An international team, including scientists from the University of Fribourg, has succeeded in extracting two ice cores over 100 metres long from a glacier in Tajikistan. A real technical and logistical feat at an altitude of 5,800 metres. The two-week expedition, which began on September 24, aims to safeguard several millennia of climatic history.
Outside the poles, the Pamir is the planet’s most glaciated region. Their ice, formed over the centuries, tells the story of climate and its evolution, stratum by stratum. Scientists have set themselves the task of saving these exceptional archives before global warming irreversibly erases them. At present, the region’s glaciers are among the least documented on the planet
High-flying work
Until now, attempts to extract ice cores have been hampered by logistical and access problems. Thanks to the PAMIR project, funded by the Swiss Polar Institute, researchers have finally succeeded in overcoming these obstacles. Initially, working with Tajik institutions such as the Tajik Academy of Sciences, the scientists identified a promising site: the Kon Chukurbashi ice cap, located at an altitude of 5800 metres in the Murgha region. The researchers decided that this was a good place to take two cores, invaluable direct evidence of the region’s ancient atmospheres
Two exceptionally large cores
13 scientists then travelled to Tajikistan to turn this ambition into reality. Coordinated by the University of Fribourg and carried out in collaboration with the Tajik Academy of Sciences and universities in Switzerland, Austria, Japan and the USA, the expedition quickly achieved its objectives. our colleagues succeeded in extracting two cores, the first measuring 104.7 metres and the second 105 metres," enthuses Martin Hölzle, Professor in the Department of Geosciences at the University of Fribourg and the driving force behind the PAMIR project.
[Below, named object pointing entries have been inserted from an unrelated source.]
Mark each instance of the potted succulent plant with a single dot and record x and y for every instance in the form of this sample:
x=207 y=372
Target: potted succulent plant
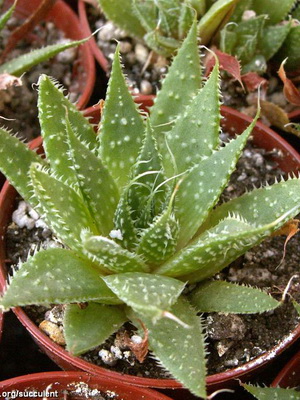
x=73 y=385
x=128 y=204
x=65 y=20
x=259 y=31
x=153 y=28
It’s all the more remarkable that this is the first deep glacial archive at high altitude in the Pamir, at a time when such opportunities are becoming increasingly rare.’
For future generations
The first core will be analyzed as part of the research carried out by the PAMIR project. The second core will form part of the Ice Memory project, whose aim is to enable future generations of scientists to generate new knowledge after the glaciers have disappeared. To ensure perfect preservation, the sample will be stored in Antarctica at the French-Italian Concordia station. These samples will provide invaluable information for anticipating the future of our climate and informing the political decisions of future generations on a global scale.